As we heard St. Paul say in today’s Epistle Reading (1 Corinthians 2:1-16), his preaching to the Corinthians, of Christ and Him crucified, was not like the preaching of his opponents, with lofty speech or in plausible words of wisdom, but his preaching was in demonstration of the Spirit and of power, so that their faith might rest not in the wisdom of people but might rest in the power of God. The power of preaching does not depend on the preacher, but the power of preaching depends on Who and what are preached! The Gospel is the power of God for salvation to everyone who believes (Romans 1:16), whether that Gospel is read and preached to groups such as this or whether the Gospel is applied individually with water in Holy Baptism, with the pastor’s touch in Holy Absolution, or with the bread and wine in the Sacrament of the Altar that are the Body of Christ given for us and the Blood of Christ shed for us. As Jesus told Nicodemus, unless one is born from above of water and the Spirit, one cannot enter the Kingdom of God (John 3:3, 5). And, those so baptized, confess to their pastors the sins that they know and feel in their hearts for the sake of receiving forgiveness from the pastor as from Christ Himself, and so they, hungering and thirsting for righteousness, as Jesus described in last Sunday’s Gospel Reading (Matthew 5:6), are admitted to the Sacrament of the Altar and there satisfied, receiving forgiveness and so also receiving life and salvation. Such is the transformative power of God’s Word in all of its forms!

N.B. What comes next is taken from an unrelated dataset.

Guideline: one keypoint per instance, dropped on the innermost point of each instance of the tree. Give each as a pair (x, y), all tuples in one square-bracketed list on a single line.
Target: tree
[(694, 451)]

The Word of the Lord abides forever, and the gates of hell do not prevail against Christ’s Church (Matthew 16:18). No such promises are made either about the decrees of human teachers or about the Lutheran Church—Missouri Synod, much less its Texas District or our Circuit. Yet, that such human teaching and organizations might not last forever should not frighten us. Knowing that God’s Word and Church do last forever, by God’s grace, we endeavor to preach God’s Gospel purely and administer God’s Sacraments rightly. We regularly receive the Sacraments and attend to the Gospel, attend both to the Gospel’s preaching in the Divine Service and its teaching in Bible Classes and Bible Studies, regardless of what we think of the preacher or teacher, for, as we heard in today’s Epistle Reading, our faith rests not in the wisdom of men but in the power of God.
By way of God’s “Absolute law and Absolute Gospel”, with the fullest-possible appreciation of God’s law and our sin’s leading to the fullest-possible appreciation of God’s Gospel and His forgiveness, God transforms us so that we are the salt of the earth and the light of the world, with people’s ideally seeing the good works that God works in us and giving glory to our Father Who is in heaven. We do not do such good works in order to be seen by others (Matthew 6:1), nor do we do works to please others, much less to give offense to others. The spread of the Gospel by our good works is God’s intent and ultimately His work, and we do not despair if the Gospel does not appear to us to be spreading. We do not despair no matter our circumstances, for what God has done for us in His Son Jesus Christ “is enough”. As we will in today’s Closing Hymn (Lutheran Service Book 468), whose author J-J Möller, some time after he wrote the hymn, lost his eyesight but continued to serve as a pastor until he died, we can sing repeatedly, “I am content! I am content!” (Confer 2 Corinthians 12:10; Philippians 4:11.)
Amen.
The peace of God, which passes all understanding, keep your hearts and minds in Christ Jesus. Amen.